M. HERZOG: Ich werde Ihnen Dokument 1292-PS zeigen lassen. Dieses Dokument wurde dem Gerichtshof bereits als US-225 vorgelegt. Es ist das Protokoll der Sitzung beim Führer vom 4. Januar 1944. In meinem Dokumentenbuch ist dieses Schriftstück etwas weiter nach dem mit einem Lesezeichen bezeichneten Dokument zu finden, außerdem ist es selbst mit einem Etikett bezeichnet. Auf Seite 3 des französischen Textes, Seite 5 des deutschen Textes haben Sie erklärt:

»Ob dies gelinge, hänge aber im wesentlichen davon ab, welche deutschen Exekutivkräfte zur Verfügung gestellt würden. Mit einheimischen Exekutivkräften sei eine Aktion nicht durchzuführen.«

Erinnern Sie sich an diese Erklärung?

SAUCKEL: Darf ich bitten, wo das steht? Ich habe es noch nicht gefunden; auf welcher Seite, deutsch?

M. HERZOG: Es muß auf Seite 5 des Textes sein, den man Ihnen überreicht hat.

SAUCKEL: Ja, das ist richtig. Das ist eine Darstellung, eine sehr gekürzte Darstellung, wahrscheinlich vom Herrn Reichsminister Dr. Lammers; aber ich muß ausdrücklich betonen, daß es nur so verstanden werden kann, daß ich in Gebieten, die damals sehr zahlreich waren, nur eine Arbeitsverwaltung durchführen konnte, wo durch Exekutivkräfte von mir die Ordnung wieder hergestellt worden ist. Insofern ist diese Notiz hier nicht vollkommen exakt.

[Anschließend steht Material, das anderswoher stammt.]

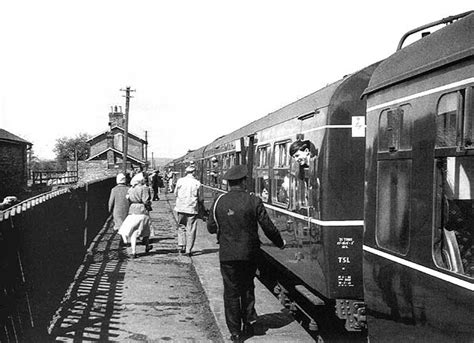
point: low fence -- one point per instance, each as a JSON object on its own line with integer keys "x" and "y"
{"x": 42, "y": 243}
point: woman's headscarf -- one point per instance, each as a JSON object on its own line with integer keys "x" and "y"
{"x": 137, "y": 179}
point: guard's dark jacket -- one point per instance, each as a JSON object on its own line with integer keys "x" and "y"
{"x": 238, "y": 214}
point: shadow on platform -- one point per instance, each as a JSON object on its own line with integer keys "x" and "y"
{"x": 91, "y": 307}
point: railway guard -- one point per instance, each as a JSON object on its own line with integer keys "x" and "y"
{"x": 234, "y": 218}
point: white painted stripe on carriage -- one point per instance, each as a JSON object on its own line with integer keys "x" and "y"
{"x": 423, "y": 269}
{"x": 317, "y": 221}
{"x": 306, "y": 131}
{"x": 299, "y": 216}
{"x": 424, "y": 93}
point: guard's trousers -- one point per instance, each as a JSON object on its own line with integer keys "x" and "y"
{"x": 187, "y": 224}
{"x": 239, "y": 293}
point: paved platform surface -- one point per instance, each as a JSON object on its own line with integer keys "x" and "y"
{"x": 159, "y": 297}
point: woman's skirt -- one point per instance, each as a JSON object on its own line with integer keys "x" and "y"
{"x": 135, "y": 222}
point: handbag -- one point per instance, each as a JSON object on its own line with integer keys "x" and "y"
{"x": 203, "y": 212}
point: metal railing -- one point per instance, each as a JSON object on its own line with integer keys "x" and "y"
{"x": 42, "y": 243}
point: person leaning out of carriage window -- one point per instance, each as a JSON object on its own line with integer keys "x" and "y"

M. HERZOG: Angeklagter Sauckel! Sie haben uns erst gestern erklärt, früher ein Arbeiter gewesen zu sein. Haben Sie wirklich jemals daran gedacht, daß Arbeiter mit Handschellen zur Arbeit geführt werden könnten?

SAUCKEL: Nein, daran habe ich niemals gedacht. Ich höre jetzt auch zum erstenmal, daß ich Arbeiter mit Handschellen zur Arbeit geführt haben soll oder derartiges veranlaßt haben soll. Das ist mir nicht erinnerlich und ist jedenfalls nie von mir angeordnet worden; das kann ich behaupten.

M. HERZOG: Am 30. August 1943 hielten Sie eine Rede in Paris vor den Arbeitseinsatzstäben, die Sie in Frankreich eingerichtet hatten. Ich lasse Ihnen das Dokument F-816, das ich heute früh dem Gerichtshof vorgelegt habe, überreichen, damit Sie es wieder ansehen. Ich bitte Sie, es zu lesen...

Ich glaube, Herr Vorsitzender, ich habe einen Irrtum begangen, ich habe es noch nicht vorgelegt. Ich lege es also jetzt als RF-1517 vor.